Scalable continuous-flow electroporation platform enabling T cell transfection for cellular therapy manufacturing

Jacob A. VanderBurgh, Thomas N. Corso, Stephen L. Levy, Harold G. Craighead

Research output: Contribution to journalArticlepeer-review

6 Scopus citations

Abstract

Viral vectors represent a bottleneck in the manufacturing of cellular therapies. Electroporation has emerged as an approach for non-viral transfection of primary cells, but standard cuvette-based approaches suffer from low throughput, difficult optimization, and incompatibility with large-scale cell manufacturing.
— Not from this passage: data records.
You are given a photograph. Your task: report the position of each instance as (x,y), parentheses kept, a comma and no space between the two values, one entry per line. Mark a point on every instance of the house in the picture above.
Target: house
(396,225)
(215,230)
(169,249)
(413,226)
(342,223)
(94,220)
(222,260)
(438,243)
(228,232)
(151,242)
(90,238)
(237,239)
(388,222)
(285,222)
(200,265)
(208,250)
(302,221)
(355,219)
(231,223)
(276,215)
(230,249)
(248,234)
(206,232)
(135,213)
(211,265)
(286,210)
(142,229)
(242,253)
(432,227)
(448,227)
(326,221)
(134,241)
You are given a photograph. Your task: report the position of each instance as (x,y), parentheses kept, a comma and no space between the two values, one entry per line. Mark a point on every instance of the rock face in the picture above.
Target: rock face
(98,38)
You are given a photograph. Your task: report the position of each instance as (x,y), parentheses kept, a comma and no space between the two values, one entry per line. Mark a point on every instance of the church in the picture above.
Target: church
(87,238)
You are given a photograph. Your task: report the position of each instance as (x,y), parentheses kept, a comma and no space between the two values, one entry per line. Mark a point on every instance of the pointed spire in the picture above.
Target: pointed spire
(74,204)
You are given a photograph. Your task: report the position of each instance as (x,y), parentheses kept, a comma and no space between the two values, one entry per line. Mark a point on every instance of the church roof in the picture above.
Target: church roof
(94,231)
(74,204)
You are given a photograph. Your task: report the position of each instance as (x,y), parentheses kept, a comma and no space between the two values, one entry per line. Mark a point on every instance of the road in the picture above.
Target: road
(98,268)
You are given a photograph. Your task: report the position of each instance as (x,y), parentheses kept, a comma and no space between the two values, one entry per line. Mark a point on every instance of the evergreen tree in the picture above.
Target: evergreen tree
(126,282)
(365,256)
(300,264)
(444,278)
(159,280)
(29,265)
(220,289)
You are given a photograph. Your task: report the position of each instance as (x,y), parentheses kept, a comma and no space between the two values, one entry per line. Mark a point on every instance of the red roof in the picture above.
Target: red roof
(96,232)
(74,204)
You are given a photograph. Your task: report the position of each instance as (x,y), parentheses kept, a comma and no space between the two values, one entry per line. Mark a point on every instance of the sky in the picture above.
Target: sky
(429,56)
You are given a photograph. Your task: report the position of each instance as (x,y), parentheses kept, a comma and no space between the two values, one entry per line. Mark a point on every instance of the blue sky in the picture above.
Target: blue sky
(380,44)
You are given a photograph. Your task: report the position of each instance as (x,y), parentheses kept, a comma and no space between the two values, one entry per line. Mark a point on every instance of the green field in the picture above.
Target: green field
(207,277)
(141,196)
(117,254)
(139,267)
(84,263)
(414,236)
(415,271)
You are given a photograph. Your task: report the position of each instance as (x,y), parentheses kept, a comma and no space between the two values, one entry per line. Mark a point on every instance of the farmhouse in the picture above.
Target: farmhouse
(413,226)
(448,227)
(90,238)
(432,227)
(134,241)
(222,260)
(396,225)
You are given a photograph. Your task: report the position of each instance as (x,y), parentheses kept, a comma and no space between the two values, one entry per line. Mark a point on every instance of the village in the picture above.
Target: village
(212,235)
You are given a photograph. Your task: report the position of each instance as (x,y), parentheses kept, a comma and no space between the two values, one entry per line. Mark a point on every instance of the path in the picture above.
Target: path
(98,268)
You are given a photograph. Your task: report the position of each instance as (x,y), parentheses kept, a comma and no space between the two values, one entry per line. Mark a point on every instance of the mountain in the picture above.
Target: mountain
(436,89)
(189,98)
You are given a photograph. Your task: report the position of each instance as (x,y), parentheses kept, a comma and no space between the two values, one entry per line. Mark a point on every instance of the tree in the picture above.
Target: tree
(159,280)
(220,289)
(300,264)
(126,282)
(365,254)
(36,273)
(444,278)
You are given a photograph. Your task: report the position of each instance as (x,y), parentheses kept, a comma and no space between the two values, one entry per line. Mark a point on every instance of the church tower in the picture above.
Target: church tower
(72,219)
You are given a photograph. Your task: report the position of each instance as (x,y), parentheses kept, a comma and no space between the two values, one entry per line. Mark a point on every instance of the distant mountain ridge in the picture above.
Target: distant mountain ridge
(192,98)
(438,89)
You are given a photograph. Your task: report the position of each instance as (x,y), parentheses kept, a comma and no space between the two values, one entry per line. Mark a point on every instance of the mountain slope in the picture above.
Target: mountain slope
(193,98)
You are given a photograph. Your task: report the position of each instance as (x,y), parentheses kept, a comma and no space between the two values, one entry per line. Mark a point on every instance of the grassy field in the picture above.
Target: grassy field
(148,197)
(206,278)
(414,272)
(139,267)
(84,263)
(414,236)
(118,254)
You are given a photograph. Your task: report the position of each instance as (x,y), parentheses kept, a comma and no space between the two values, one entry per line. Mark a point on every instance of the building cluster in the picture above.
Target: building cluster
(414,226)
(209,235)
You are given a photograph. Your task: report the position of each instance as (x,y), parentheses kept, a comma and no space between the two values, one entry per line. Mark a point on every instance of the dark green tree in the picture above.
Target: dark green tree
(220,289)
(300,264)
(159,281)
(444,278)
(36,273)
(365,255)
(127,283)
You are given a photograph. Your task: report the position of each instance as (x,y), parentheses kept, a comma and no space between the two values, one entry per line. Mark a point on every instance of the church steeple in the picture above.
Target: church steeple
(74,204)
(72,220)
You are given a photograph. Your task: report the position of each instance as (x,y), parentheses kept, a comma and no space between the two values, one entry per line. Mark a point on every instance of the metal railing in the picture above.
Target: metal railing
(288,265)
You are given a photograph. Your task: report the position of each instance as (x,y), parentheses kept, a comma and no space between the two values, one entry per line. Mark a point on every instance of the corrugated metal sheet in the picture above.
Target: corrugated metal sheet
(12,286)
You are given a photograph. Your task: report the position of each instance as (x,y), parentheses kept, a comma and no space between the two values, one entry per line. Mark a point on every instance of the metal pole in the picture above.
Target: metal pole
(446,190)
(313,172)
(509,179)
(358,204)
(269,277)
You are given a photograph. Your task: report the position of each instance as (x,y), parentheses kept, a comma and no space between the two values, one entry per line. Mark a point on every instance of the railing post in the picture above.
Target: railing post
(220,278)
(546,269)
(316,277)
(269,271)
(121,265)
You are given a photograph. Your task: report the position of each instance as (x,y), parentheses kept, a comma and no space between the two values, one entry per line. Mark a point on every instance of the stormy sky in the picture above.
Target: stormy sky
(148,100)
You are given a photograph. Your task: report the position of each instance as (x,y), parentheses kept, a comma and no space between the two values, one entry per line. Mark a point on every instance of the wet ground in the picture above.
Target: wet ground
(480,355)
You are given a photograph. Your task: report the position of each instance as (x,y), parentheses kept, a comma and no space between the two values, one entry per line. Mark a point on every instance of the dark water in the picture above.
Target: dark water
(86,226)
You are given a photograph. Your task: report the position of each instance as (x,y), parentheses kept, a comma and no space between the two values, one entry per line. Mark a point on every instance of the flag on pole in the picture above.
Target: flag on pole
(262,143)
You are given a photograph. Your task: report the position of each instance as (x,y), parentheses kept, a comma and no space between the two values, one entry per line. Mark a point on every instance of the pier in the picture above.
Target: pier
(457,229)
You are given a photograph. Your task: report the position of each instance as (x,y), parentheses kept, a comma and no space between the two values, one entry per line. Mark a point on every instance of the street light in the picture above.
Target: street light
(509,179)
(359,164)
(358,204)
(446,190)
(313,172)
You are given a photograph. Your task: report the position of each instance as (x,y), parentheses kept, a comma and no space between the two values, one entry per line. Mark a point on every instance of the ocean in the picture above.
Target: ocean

Here, we present a novel electroporation platform capable of rapid and reproducible electroporation that can efficiently transfect small volumes of cells for research and process optimization and scale to volumes required for applications in cellular therapy. We demonstrate delivery of plasmid DNA and mRNA to primary human T cells with high efficiency and viability, such as > 95% transfection efficiency for mRNA delivery with < 2% loss of cell viability compared to control cells. We present methods for scaling delivery that achieve an experimental throughput of 256 million cells/min. Finally, we demonstrate a therapeutically relevant modification of primary T cells using CRISPR/Cas9 to knockdown T cell receptor (TCR) expression. This study displays the capabilities of our system to address unmet needs for efficient, non-viral engineering of T cells for cell manufacturing.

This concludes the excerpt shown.